Самое тяжелое в работе для меня — невозможность записать всех людей, которые пострадали от массовых репрессий советского времени. Люди уходят, их память угасает, порой отложить экспедицию на месяц-два означает просто не записать этого человека, потому что его больше нет, и это тяжело. Со многими героями я дружу, звоню им по телефону время от времени, узнаю, как дела, но невозможно уделить внимание всем, и это тоже сложно принять.
Я бы очень хотела поблагодарить всех людей, которые помогают нам с поиском респондентов в регионах. Как правило, это региональные музеи, отделения общества «Мемориал», местные активисты и исследователи. Мне бы хотелось перечислить всех, но, боюсь, этой книге потребуется еще много дополнительных страниц. Просто скажу, что без вашей помощи, участия, без ваших знаний у нас бы не получилось записать ни одной истории. Спасибо!
Мою семью репрессии коснулись непосредственно. Прадедушка, простой белорусский крестьянин, был расстрелян в 1937 году, ему было 42 года. Сценарий последующей жизни семьи развивался вполне типично для поколения — про факт репрессии если и знали, то не говорили. «Очнулась» я поздно, когда расспросить тех, кто что-то знал, было уже невозможно. Фотография и несколько страшных страниц из архивно-следственного дела — это все, что удалось разыскать.

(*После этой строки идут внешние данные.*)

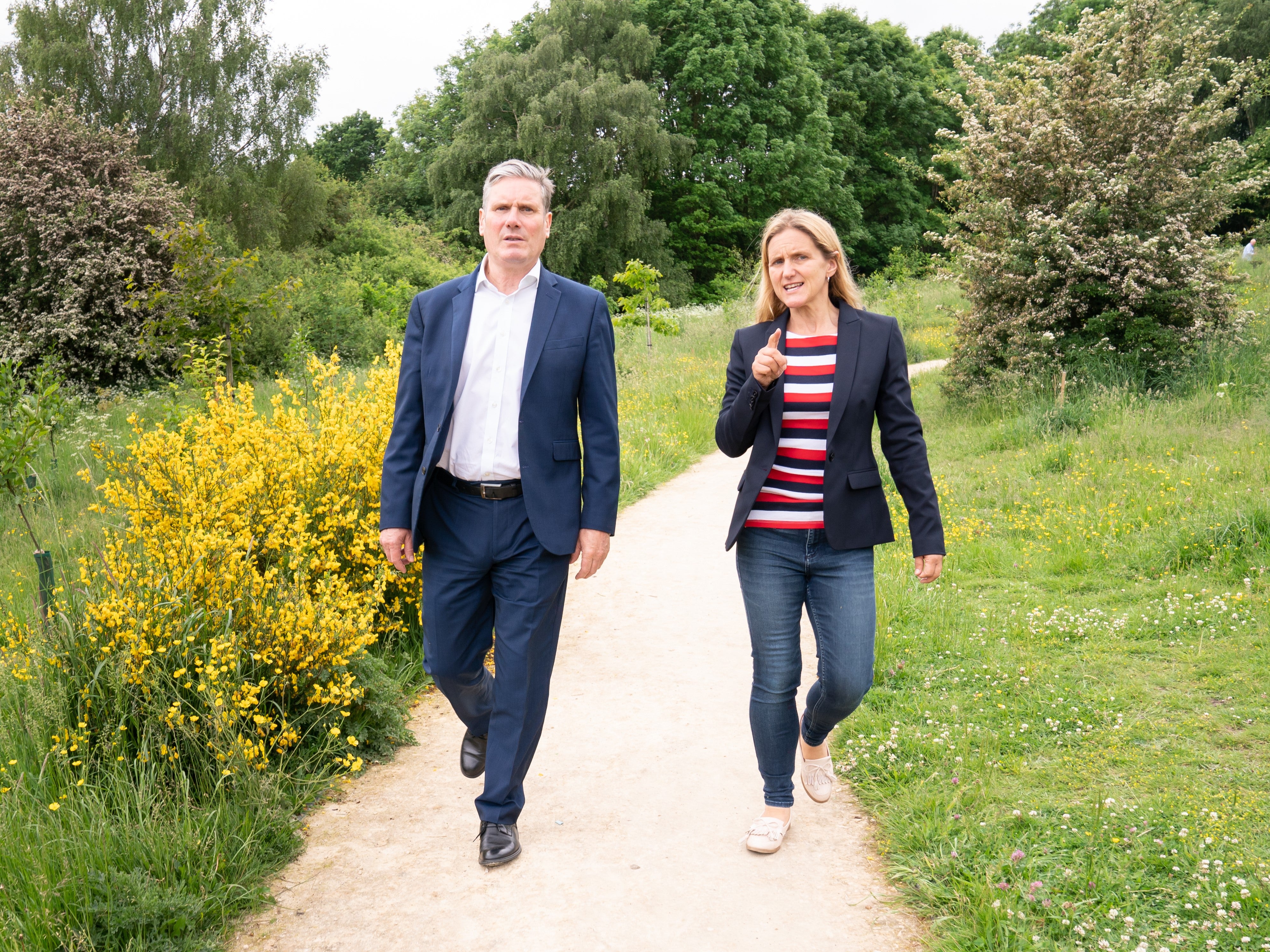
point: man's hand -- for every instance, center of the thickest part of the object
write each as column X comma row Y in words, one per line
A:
column 592, row 549
column 928, row 568
column 398, row 545
column 770, row 362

Поколение, пережившее сталинские репрессии, уходит, поэтому всякое живое свидетельство бесценно. Масштаб трагедии, которую пережила страна, складывается из жизней отдельных людей, покалеченных или уничтоженных. Чем больше мы о них знаем, тем объемнее наше восприятие не только прошлого и настоящего, но и самих себя.
Проект «Мой ГУЛАГ» сделал большое дело — снял фильмы с людьми, пережившими репрессии, которые и легли в основу книги. В качестве редактора мне посчастливилось иметь к ней отношение: я работала с текстовыми расшифровками видеофайлов. Эти «непричесанные» расшифровки — совершенно уникальный материал, зафиксировавший живую речь без прикрас, без купюр, честную и настоящую. Моей задачей было сделать из них рассказы от первого лица, максимально сохранив и передав в книжном тексте «голос» героя, эмоцию, стиль его речи, индивидуальную логику.

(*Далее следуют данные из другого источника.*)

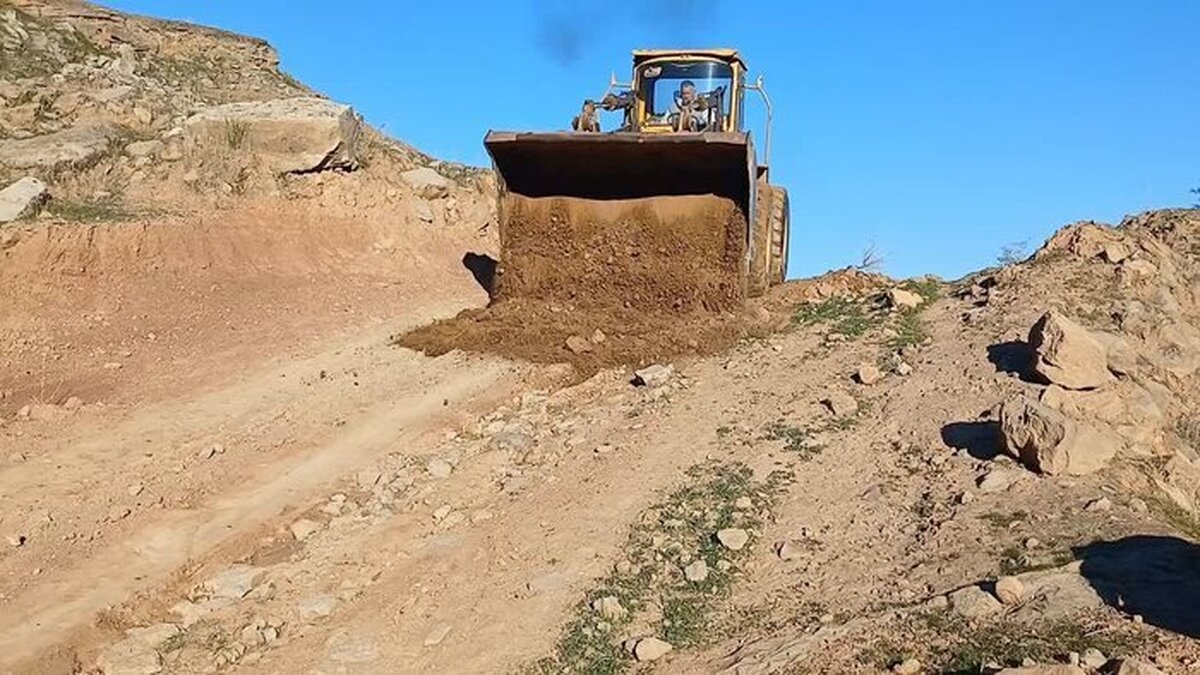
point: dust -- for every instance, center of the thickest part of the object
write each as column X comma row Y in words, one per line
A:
column 631, row 281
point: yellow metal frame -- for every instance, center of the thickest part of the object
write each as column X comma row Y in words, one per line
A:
column 643, row 58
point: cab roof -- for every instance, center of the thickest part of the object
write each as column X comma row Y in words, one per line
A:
column 730, row 55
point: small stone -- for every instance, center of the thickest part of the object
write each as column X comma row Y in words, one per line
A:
column 786, row 551
column 439, row 469
column 904, row 299
column 651, row 649
column 316, row 607
column 304, row 529
column 609, row 607
column 1009, row 590
column 369, row 478
column 653, row 376
column 996, row 481
column 234, row 583
column 577, row 345
column 733, row 538
column 973, row 602
column 696, row 572
column 1093, row 658
column 840, row 404
column 868, row 374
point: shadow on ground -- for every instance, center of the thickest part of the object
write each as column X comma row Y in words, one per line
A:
column 982, row 440
column 1014, row 357
column 483, row 268
column 1155, row 577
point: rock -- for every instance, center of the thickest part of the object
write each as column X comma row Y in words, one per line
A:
column 22, row 198
column 130, row 657
column 369, row 478
column 1131, row 667
column 1047, row 441
column 316, row 607
column 579, row 345
column 1067, row 353
column 1009, row 590
column 904, row 299
column 76, row 145
column 733, row 538
column 1115, row 252
column 439, row 469
column 973, row 602
column 144, row 148
column 427, row 183
column 295, row 135
column 234, row 583
column 868, row 374
column 653, row 376
column 304, row 529
column 996, row 481
column 786, row 551
column 651, row 649
column 423, row 210
column 840, row 404
column 1093, row 658
column 609, row 607
column 696, row 572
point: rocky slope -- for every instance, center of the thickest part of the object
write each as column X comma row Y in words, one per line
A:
column 214, row 458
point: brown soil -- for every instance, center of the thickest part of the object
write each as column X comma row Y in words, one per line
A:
column 655, row 278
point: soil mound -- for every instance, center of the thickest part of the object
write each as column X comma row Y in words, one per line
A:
column 607, row 282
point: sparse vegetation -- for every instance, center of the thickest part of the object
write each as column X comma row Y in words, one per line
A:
column 797, row 438
column 235, row 132
column 672, row 535
column 849, row 317
column 910, row 329
column 1013, row 252
column 1017, row 561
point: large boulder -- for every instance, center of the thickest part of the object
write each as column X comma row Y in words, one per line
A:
column 1047, row 441
column 22, row 198
column 288, row 135
column 76, row 145
column 1127, row 407
column 1068, row 354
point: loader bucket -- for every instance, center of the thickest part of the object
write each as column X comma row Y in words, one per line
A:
column 630, row 220
column 624, row 166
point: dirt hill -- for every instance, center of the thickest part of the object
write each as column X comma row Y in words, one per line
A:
column 214, row 457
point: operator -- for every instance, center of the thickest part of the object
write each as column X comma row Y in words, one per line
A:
column 688, row 105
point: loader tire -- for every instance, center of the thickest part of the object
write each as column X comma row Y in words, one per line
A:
column 768, row 240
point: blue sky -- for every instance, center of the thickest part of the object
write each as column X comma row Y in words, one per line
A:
column 936, row 130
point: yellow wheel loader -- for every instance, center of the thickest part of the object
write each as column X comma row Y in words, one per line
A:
column 634, row 198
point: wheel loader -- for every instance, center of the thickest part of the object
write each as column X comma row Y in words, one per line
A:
column 679, row 141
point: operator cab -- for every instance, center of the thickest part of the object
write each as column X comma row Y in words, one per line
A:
column 694, row 90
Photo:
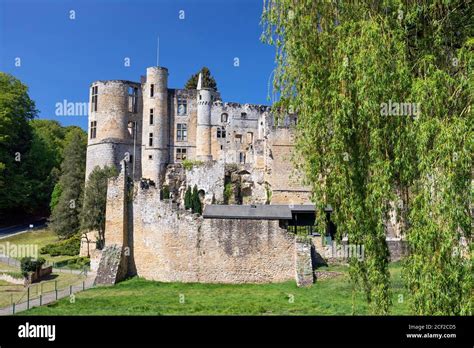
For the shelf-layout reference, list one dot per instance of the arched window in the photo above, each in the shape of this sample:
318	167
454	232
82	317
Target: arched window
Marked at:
221	132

Это удивительный опыт — герои, совершенно незнакомые люди, становятся очень близкими. Это и болезненный опыт — погружение в человеческое горе. Оно долго не отпускает. Эмоционально это очень трудное чтение. Но оно дает возможность лучше узнать себя, ответить на очень важные вопросы: кем бы я был в тех обстоятельствах, способен ли к состраданию или хотя бы эмпатии, хочу ли я жить осознанно и любить родину не вслепую, а с открытыми глазами.
Отдельная тема — воспоминания детей репрессированных родителей или очень юных людей, абсолютно невинных жертв адской репрессивной машины. Истории про разрушенные жизни, неслучившееся счастье. Слез было пролито немало, но на выходе — пронзительное понимание хрупкости человеческой жизни, ранимости и невозможности никаких иных чувств, кроме сочувствия и бережного отношения друг к другу.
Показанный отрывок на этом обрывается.